Иван Сусанин | страница 136
— Чего молчишь, холоп? Тебя царь спрашивает.
— Прости за дерзость, великий государь. В Ростов приспела весть, что угодил я в царскую немилость. Скрываться нам, Сеитовым, не по чести нашей. Пришел к тебе, дабы ты, великий государь, отослал меня на казнь.
— О чести глаголишь, холоп. Да так ли?
— Служил тебе верой и правдой, великий государь.
— Правдой? Лжешь, пес! А кто ж царя обманул? Кто недосилком себя называл?! — забушевал Иван Васильевич.

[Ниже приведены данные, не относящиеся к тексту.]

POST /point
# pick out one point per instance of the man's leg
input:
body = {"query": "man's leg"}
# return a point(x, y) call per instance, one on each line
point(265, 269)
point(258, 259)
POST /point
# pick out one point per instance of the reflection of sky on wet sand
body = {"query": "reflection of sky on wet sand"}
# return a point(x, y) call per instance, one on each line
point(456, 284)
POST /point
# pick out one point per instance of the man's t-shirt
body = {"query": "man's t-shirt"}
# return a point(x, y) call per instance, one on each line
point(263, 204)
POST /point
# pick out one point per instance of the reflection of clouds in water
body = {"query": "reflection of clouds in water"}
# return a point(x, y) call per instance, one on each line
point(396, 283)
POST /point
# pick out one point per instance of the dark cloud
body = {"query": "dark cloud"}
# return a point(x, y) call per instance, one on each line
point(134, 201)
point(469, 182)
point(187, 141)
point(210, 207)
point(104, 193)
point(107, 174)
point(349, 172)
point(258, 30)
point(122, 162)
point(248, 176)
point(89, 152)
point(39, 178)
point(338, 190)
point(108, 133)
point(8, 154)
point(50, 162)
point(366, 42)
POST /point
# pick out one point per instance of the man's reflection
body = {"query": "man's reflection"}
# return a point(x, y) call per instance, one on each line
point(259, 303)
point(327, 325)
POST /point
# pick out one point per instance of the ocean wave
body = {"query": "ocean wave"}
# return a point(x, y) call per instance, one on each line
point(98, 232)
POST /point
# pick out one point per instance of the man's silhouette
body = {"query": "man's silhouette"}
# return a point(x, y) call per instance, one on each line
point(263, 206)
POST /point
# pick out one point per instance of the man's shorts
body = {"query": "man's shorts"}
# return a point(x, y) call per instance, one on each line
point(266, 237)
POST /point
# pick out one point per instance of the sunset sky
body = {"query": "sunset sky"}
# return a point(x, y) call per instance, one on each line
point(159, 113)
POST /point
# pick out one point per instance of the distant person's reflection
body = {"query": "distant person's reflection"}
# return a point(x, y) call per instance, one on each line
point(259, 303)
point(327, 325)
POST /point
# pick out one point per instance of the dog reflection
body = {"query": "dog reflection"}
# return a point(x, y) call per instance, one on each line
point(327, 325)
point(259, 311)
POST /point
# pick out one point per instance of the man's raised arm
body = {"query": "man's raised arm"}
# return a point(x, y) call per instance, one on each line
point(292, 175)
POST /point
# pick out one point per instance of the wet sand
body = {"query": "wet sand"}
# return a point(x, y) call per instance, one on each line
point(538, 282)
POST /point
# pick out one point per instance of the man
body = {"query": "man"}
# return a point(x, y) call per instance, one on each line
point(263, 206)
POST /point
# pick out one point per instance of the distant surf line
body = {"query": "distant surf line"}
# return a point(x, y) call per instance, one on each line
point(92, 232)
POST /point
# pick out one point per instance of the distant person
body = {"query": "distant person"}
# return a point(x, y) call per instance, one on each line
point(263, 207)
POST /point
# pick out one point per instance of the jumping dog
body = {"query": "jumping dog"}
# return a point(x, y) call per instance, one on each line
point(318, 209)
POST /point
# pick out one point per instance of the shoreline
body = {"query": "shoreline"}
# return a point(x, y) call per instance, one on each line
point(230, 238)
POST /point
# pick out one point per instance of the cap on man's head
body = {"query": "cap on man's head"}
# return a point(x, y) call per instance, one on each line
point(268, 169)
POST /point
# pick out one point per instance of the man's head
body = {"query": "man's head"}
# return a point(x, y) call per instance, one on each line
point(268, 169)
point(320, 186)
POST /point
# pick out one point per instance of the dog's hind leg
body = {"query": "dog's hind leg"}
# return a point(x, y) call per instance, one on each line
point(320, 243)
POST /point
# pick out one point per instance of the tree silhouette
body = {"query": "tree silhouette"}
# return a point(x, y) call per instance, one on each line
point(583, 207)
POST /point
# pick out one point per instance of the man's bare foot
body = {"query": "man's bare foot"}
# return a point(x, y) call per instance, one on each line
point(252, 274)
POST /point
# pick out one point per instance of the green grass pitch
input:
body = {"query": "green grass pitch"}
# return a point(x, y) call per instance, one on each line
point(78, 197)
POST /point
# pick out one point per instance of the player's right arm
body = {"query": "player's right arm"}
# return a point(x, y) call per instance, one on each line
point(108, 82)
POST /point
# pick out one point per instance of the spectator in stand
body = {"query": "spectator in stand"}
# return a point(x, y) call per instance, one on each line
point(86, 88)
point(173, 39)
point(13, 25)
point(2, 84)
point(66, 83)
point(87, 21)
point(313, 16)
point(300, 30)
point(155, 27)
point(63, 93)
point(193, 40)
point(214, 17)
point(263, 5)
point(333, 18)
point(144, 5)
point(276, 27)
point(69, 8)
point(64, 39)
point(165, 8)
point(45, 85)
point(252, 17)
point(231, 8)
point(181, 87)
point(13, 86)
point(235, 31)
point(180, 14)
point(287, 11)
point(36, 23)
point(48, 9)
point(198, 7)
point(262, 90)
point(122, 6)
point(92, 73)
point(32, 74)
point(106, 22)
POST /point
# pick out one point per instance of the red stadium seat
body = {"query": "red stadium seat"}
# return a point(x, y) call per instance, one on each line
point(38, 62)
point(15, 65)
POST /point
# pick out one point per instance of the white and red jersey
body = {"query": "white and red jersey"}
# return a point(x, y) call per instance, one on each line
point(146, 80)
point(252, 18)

— Вновь прости мою дерзость, великий государь… Зазорно мне стало. Не мог через себя преступить. Зазорно.
— Пес!
Но последнее слово Иван Васильевич произнес уже не в таком запале. Чувствовалось, что гнев его несколько схлынул.
— Кому-нибудь сказывал о нашем разговоре?.. В глаза смотри!
— Никому. На кресте поклянусь, великий государь.
— Крест всяк губами елозит, да не всяк клятву хранит. Ведаю!.. Ваське Грязнову не проболтался? Тот умеет языки развязывать.
Царь был недалек от истины. Но проболтался не Третьяк, а Васька. Это его поджидает страшная кара государя, коль он, Сеитов, выдаст Грязнова с потрохами. Но он никогда не был кляузником. Васька хоть и гнусный человек, но не Третьяку решать его судьбу. Не царь, так Бог его накажет.
— Могу повторить, великий государь: никто о нашей беседе не ведает, — твердо высказал Сеитов.
— Кажись, глазами не юлишь, но обман твой равносилен государственной измене. Ты самого царя одурачил. Похотень!
Сеитов норовил сказать, что девка сама к нему подвалила, когда он, будучи на подгуле, уснул в охотничьем теремке, но все же не стал обелять себя: не слишком достоверно прозвучит его оправдание.
— Велика моя вина, великий государь, а посему не прошу милости. Я готов к любому суровому наказанью.
Иван Васильевич вновь поднялся из кресла, и вновь неторопко прошелся по палате.
— Твоя вина достойна казни. Но смерть твоя будет легкой. Четвертовать не стану. Укажу Малюте голову топором смахнуть.
— Благодарствую, великий государь. Я готов!
Иван Васильевич хмыкнул. Огладил длинными перстами жидкую бороду.
— А не жаль в таких цветущих летах белый свет покидать? Сколь бы еще погрешил, девок обабил. Ты бы мне в ноги кинулся, поелозил, бородой сапоги обмел. Глядишь, я бы тебе и полегче казнь подыскал.
— В третий раз прости за дерзость, великий государь. Мы, Сеитовы, никогда ни в чьих ногах не елозили. Сыскалась вина — руби голову.
— Гордый же ты, холоп. Ныне редко таких людей встретишь… Целуй государю руку. Целуй, целуй. Освобождаю тебя от опалы.